California Federal Judge Rejects Settlement of ‘Made in USA’ Claims
A California federal judge rejected a class-action settlement of claims against Dutch LLC, a denim manufacturer that allegedly falsely claimed it manufactured its jeans in the United States. In its second attempt at settlement approval, Dutch agreed to provide the class members a $20 e-gift card and a tote bag worth $128. Dutch also agreed to a $250,000 cy pres award and $175,000 in plaintiff’s attorney’s fees with a “clear sailing” provision attached – both of which were included in the previous settlement attempt. The judge found, for the second time, that the cy pres award was not directed to a charity with a charitable purpose designed to help the class of harmed consumers, and that the clear sailing provision created “at least a danger of collusion during settlement negotiations which was not refuted by the record.” Because the second attempted settlement did not address the judge’s concerns articulated with the first settlement, it was again denied.
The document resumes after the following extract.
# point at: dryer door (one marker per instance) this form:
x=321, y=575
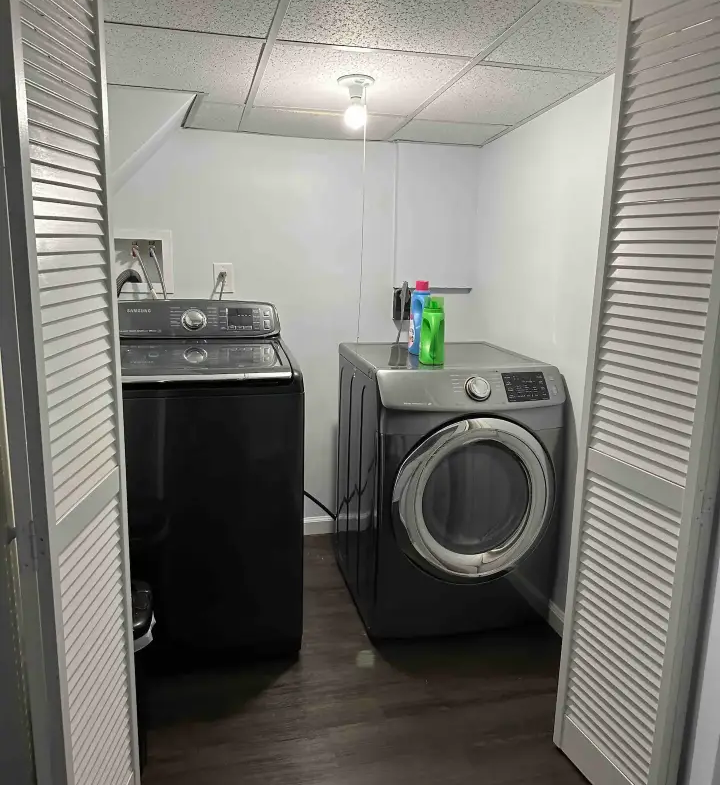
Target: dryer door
x=474, y=497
Equitable Claims for False Advertising Against Homeopathic Remedy Maker Dismissed
A California federal judge dismissed two claims that Hyland’s, a homeopathic remedy maker, had allegedly deceived tens of thousands of customers regarding the effectiveness of its products. After a jury returned a verdict in favor of Hyland’s, two equitable claims under California’s Unfair Competition Law and False Advertising Law remained. The court, relying heavily on the jury’s findings on the legal claims, found that inasmuch as the equitable claims relied on the same facts as the legal claims, the plaintiffs failed to meet their burden of showing that Hyland’s products cannot perform as Hyland’s had represented.
SlimFast Changes Disclosure in Print Advertising after NAD Inquiry
After the NAD inquired into the disclosure found on SlimFast Advanced Nutrition products, which was displayed in white font against a gray background, the company decided to change the disclosure to appear in larger black type providing a sharper contrast to the gray background. The NAD subsequently closed its inquiry.
CARU Recommends Kellogg Revise Product Packaging
The Children’s Advertising Review Unit (“CARU”) has recommended that Kellogg Company revise the packaging on its Kellogg’s Fruit Flavored Snacks featuring colorful cartoon characters, images of fruit and the claim “Made with REAL FRUIT.” CARU was concerned that child consumers interpret the snacks as containing more fruit content than actually exists in the snacks. Kellogg agreed to modify its packaging out of deference to the self-regulating process, but not because it agreed with CARU’s findings.